- Kebijakan Kementerian Agraria dan Tata Ruang/BPN soal penerbitan hak pengelolaan lahan (HPL) di tanah ulayat terus jadi sorotan. Peraturan Menteri (Permen) Agraria Nomor 14 /2024 tentang Penyelenggaran Administrasi Pertanahan dan Pendaftaran Tanah Hak Ulayat Masyarakat Hukum Adat ini dinilai mengancam eksistensi dan sumber penghidupan masyarakat adat.

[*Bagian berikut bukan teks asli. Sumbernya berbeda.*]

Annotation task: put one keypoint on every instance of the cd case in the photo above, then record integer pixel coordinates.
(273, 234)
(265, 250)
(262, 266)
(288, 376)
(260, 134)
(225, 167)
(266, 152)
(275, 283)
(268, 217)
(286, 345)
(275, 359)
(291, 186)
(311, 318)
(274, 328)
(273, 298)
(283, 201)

Terlebih, HPL ini bisa dikerjasamakan dengan pihak ketiga.
- Rikardo Simarmata, dosen hukum agraria Universitas Gadjah Mada khawatir, muncul HPL pada tanah ulayat dalam Permen Agraria kuat dugaan untuk memudahkan aktivitas bisnis di wilayah masyarakat adat.
- Agung Wibowo, Direktur Perkumpulan HuMa,mengatakan, kalau tujuan sertifikasi HPL hanya mengkapitalisasi tanah ulayat akan menjauhkan upaya pengakuan dan penghormatan masyarakat adat. Padahal, yang justru perlu adalah melindungi tanah ulayat yang sedang berkonflik dengan HPL.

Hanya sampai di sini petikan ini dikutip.